Specifications for Microsoft’s forthcoming 4K Xbox One revision, codenamed Scorpio, have leaked, confirming some rumours about the hardware and teasing new details as yet unknown. The leak, in the form of a white paper on the console, comes courtesy of Eurogamer’s Digital Foundry.

The first tidbit revealed by the paper is that the Scorpio will ditch ESRAM, which current iterations of the Xbox One relies on.

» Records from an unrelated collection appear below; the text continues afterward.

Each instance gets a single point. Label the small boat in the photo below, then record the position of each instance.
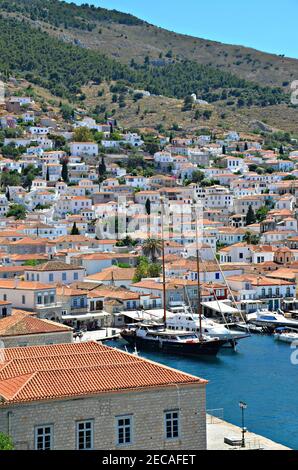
(156, 338)
(270, 320)
(249, 327)
(287, 335)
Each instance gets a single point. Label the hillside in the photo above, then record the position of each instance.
(69, 49)
(126, 37)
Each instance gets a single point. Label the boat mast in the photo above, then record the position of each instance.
(163, 262)
(198, 276)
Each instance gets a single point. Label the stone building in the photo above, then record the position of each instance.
(89, 396)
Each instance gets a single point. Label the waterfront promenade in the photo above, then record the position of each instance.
(218, 430)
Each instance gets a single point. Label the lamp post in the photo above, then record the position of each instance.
(243, 407)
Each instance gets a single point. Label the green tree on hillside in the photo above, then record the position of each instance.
(250, 216)
(17, 211)
(6, 442)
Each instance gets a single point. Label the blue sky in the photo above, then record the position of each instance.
(268, 25)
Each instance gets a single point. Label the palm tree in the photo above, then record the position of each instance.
(152, 248)
(251, 238)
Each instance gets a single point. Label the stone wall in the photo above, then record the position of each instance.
(146, 406)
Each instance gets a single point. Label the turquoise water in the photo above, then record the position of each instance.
(260, 373)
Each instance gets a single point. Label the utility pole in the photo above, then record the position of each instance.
(243, 407)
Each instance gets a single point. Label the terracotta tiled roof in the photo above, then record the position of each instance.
(69, 370)
(113, 273)
(54, 266)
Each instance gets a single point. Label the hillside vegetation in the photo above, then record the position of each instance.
(64, 68)
(125, 37)
(64, 48)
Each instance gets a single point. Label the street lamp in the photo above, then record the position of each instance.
(243, 407)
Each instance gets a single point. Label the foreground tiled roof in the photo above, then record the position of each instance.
(113, 273)
(83, 369)
(54, 266)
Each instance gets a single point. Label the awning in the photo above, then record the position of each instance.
(143, 315)
(85, 316)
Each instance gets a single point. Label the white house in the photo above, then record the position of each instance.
(84, 148)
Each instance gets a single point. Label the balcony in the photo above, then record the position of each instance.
(48, 305)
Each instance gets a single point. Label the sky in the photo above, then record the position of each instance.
(267, 25)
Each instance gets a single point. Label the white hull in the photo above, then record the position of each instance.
(286, 337)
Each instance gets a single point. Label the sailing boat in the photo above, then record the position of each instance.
(157, 337)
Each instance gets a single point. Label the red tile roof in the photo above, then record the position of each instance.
(69, 370)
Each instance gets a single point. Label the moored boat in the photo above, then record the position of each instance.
(157, 338)
(286, 335)
(271, 320)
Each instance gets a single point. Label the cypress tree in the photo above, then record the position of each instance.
(102, 169)
(74, 230)
(250, 216)
(64, 172)
(148, 206)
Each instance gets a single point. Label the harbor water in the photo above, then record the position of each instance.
(260, 373)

“ESRAM remains essential to achieving high performance on both Xbox One and Xbox One S,” the whitepaper reveals. “However, Project Scorpio and PC are not provided with ESRAM. Because developers are not allowed to ship a Project Scorpio-only SKU, optimising for ESRAM remains critical to performance on Microsoft platforms.”

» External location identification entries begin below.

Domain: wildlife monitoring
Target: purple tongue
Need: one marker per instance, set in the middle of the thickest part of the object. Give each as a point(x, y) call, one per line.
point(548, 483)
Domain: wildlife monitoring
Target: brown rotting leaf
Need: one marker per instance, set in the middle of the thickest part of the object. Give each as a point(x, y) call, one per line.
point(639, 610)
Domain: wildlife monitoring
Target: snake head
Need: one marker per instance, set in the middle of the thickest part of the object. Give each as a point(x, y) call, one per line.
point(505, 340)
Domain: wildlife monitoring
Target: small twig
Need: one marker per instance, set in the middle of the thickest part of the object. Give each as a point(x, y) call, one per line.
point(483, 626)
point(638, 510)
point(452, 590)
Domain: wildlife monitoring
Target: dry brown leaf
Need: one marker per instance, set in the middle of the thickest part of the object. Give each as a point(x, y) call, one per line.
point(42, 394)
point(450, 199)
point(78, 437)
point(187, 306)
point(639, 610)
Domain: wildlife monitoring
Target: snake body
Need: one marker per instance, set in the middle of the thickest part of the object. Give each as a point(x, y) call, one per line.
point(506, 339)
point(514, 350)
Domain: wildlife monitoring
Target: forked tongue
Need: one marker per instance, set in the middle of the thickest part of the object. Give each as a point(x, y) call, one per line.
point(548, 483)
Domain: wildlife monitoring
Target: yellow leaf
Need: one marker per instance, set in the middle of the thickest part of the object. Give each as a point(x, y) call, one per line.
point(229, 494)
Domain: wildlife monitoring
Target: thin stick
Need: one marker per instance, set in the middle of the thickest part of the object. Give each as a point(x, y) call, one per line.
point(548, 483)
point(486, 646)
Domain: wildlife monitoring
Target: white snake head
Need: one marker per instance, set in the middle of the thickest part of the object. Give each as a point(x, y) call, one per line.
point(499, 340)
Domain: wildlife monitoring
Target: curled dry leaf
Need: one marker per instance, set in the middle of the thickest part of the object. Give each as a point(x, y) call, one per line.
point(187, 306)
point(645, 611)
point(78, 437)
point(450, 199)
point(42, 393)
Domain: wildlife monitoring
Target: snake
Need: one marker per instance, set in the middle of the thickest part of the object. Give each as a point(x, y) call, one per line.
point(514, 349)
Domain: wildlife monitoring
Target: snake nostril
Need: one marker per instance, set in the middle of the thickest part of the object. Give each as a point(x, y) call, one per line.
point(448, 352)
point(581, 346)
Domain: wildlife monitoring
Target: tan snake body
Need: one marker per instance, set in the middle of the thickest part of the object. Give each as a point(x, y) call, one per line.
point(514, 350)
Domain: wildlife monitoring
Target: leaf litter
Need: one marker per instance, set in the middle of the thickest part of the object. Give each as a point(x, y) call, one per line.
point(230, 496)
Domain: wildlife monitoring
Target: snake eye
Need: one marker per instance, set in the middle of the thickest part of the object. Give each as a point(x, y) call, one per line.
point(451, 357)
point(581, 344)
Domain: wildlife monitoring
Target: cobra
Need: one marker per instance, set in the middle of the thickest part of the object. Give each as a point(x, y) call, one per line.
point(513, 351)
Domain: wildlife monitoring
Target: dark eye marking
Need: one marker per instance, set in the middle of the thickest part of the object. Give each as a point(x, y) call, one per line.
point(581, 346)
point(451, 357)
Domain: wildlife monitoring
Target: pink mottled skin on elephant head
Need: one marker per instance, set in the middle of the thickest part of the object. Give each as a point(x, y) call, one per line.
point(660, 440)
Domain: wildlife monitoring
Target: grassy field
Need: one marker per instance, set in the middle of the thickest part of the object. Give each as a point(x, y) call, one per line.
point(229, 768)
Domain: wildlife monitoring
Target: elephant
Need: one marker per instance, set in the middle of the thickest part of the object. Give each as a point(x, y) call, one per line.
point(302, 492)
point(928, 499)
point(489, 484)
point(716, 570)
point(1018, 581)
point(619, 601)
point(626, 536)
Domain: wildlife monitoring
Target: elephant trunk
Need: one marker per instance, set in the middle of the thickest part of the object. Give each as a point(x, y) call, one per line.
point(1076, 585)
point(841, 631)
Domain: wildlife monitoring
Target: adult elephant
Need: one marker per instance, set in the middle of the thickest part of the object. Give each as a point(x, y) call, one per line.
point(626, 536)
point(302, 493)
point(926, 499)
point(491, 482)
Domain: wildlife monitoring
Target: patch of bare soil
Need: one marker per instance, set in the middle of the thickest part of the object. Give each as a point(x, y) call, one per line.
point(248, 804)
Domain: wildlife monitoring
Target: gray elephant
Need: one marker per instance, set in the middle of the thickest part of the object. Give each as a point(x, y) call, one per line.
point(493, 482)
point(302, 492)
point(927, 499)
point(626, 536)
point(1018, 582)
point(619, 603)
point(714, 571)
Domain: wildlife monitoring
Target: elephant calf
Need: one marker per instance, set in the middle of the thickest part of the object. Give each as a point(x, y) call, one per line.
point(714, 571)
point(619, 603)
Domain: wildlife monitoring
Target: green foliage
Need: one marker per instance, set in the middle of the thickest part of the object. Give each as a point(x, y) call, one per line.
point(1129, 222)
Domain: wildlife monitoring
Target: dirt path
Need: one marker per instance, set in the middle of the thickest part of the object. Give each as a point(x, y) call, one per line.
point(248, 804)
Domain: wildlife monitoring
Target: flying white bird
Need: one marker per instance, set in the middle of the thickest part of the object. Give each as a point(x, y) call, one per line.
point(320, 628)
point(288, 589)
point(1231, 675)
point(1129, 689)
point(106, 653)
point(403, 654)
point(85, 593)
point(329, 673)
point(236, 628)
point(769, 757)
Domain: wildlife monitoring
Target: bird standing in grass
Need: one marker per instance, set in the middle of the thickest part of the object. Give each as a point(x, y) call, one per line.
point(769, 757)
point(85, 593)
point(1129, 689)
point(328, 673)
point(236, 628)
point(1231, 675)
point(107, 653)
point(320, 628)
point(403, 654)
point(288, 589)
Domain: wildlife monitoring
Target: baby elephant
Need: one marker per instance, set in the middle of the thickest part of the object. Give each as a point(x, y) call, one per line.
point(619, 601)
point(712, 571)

The leak also reveals that the console’s GPU architecture will be “as modern” as AMD Polaris, while confirming the oft-mentioned 6TFLOP capabilities.

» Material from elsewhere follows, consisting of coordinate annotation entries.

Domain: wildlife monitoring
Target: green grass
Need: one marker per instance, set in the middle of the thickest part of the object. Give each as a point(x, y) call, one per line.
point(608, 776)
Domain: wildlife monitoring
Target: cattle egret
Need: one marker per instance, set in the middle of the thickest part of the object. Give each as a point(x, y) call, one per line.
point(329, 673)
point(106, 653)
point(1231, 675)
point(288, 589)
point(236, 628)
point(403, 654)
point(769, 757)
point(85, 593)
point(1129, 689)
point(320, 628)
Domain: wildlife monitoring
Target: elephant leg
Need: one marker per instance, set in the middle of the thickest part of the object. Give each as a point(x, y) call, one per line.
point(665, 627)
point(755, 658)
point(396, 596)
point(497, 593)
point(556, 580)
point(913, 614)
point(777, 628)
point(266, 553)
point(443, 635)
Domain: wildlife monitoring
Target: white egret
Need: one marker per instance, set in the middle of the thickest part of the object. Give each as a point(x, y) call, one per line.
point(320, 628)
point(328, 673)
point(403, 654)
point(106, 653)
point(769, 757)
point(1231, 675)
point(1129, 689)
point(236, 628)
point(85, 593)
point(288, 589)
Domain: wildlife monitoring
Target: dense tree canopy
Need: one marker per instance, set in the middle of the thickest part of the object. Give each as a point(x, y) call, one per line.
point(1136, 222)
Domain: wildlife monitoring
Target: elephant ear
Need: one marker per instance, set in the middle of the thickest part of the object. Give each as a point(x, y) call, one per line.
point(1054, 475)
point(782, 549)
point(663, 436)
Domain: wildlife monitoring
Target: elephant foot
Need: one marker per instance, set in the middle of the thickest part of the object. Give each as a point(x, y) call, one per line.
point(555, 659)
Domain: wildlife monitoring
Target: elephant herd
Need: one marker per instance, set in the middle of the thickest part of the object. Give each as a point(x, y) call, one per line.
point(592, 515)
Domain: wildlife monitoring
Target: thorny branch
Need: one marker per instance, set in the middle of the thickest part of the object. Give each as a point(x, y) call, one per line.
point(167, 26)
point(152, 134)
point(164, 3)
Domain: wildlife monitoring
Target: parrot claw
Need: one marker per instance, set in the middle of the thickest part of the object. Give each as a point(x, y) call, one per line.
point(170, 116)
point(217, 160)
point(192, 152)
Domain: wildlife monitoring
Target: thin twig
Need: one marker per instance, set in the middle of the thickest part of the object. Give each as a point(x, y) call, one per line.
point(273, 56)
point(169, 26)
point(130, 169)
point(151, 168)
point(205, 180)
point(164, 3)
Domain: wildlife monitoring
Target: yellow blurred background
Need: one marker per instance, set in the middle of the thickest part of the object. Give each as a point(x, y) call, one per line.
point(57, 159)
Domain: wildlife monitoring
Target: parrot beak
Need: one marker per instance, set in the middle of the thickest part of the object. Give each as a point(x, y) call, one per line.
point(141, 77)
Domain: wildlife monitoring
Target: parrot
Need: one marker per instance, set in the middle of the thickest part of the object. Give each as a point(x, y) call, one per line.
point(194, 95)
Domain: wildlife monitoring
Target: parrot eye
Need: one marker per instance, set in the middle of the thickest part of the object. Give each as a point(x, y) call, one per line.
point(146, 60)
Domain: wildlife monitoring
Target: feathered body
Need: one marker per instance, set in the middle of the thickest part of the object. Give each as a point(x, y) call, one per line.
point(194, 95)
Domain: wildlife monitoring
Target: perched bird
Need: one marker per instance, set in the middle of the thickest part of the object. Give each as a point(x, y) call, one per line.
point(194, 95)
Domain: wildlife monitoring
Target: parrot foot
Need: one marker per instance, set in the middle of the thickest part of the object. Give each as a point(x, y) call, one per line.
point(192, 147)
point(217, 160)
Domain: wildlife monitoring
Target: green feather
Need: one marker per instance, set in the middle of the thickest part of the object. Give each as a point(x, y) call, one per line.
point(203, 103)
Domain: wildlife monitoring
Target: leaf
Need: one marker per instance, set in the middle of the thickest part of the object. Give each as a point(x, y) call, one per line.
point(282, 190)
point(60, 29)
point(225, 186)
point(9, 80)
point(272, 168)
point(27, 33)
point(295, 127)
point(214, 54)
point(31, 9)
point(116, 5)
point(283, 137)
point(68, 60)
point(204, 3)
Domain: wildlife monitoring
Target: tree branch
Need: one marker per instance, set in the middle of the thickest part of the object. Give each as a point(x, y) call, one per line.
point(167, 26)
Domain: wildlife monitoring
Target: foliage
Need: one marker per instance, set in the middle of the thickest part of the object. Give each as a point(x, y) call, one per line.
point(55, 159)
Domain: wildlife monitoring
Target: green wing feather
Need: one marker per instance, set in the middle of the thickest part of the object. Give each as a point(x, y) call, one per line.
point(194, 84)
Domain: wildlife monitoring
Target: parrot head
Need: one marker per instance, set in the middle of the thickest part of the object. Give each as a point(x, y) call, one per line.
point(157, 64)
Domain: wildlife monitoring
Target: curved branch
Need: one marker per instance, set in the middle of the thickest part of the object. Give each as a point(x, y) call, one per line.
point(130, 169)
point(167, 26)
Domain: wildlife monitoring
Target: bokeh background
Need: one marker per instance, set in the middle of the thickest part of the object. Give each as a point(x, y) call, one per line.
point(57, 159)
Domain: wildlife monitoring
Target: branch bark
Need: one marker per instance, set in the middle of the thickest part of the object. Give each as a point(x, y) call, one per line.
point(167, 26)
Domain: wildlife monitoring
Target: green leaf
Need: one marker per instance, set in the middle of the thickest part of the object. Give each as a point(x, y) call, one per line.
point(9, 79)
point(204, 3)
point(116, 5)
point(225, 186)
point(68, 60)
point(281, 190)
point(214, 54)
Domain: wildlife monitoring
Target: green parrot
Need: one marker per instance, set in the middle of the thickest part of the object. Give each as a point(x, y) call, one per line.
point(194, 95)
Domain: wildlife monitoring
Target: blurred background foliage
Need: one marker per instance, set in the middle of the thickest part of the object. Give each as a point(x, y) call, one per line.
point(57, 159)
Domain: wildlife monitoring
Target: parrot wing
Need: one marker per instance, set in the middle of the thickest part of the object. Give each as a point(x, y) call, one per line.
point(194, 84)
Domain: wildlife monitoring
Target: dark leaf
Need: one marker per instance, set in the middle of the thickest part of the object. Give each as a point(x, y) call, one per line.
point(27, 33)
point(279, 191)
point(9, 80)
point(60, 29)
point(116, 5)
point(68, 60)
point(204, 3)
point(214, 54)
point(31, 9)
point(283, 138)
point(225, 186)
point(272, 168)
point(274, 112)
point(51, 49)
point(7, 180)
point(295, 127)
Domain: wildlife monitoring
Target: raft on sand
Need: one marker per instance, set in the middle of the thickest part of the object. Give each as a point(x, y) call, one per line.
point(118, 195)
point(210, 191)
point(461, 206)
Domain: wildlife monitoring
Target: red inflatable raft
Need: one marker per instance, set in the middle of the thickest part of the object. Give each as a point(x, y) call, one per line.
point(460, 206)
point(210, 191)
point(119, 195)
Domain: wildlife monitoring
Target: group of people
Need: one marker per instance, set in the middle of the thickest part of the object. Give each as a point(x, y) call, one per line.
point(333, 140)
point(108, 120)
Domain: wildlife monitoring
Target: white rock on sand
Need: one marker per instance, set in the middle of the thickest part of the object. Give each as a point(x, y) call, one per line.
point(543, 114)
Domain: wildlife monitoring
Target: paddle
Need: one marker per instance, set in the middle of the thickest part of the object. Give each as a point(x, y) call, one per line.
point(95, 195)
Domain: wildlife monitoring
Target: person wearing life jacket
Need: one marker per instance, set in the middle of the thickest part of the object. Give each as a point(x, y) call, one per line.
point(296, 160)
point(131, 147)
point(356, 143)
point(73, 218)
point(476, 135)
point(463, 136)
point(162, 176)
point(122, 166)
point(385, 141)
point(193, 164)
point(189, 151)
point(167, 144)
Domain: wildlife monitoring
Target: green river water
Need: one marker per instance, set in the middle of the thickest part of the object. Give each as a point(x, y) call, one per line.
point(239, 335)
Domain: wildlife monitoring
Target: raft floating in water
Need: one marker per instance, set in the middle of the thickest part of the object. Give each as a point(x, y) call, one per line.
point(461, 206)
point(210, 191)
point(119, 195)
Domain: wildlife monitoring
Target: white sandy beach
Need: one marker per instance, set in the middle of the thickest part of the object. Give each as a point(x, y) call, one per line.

“There are other clues as to Scorpio’s final hardware set-up within the whitepaper,” Digital Foundry’s Richard Leadbetter explains. “The six teraflop GPU is once again confirmed, with the GPU’s compute power rated at around 4.5 times the capabilities of Xbox One. Four times more L2 cache is also confirmed – a new detail that does not tell us that much, except that that the GPU architecture in Scorpio is at least as modern as AMD’s Polaris line. Based on our discussions with Mark Cerny on PS4 Pro, we can reasonably assume that Microsoft can customise its GPU core just as Sony did, with access to Radeon roadmap features up to – and perhaps beyond – AMD’s upcoming Vega architecture. Microsoft gives away little here, other than to confirm that delta colour compression (DCC) is a part of the Scorpio GPU feature set, just as it is in PS4 Pro.”

The white paper focuses mainly on how developers can utilised the Scorpio’s revised hardware, its speculation upon which may point to the power of the console’s CPU, seemingly dispelling rumours that it will contain an AMD Zen processor.

“We acknowledge that developers may not wish to spend all of the additional GPU resource of Project Scorpio on resolution, and this is not mandated,” the paper reads. “To make the best games possible, developers will inevitably spend GPU resource on other quality improvements such as higher fidelity shadows, reflections, texture filtering and lower draw distances. Another option developers might consider is frame-rate upscaling – running graphics at 60Hz but the CPU at 30Hz and interpolating animation.”

The Xbox One Scorpio is expected for release during the Holiday period of 2017.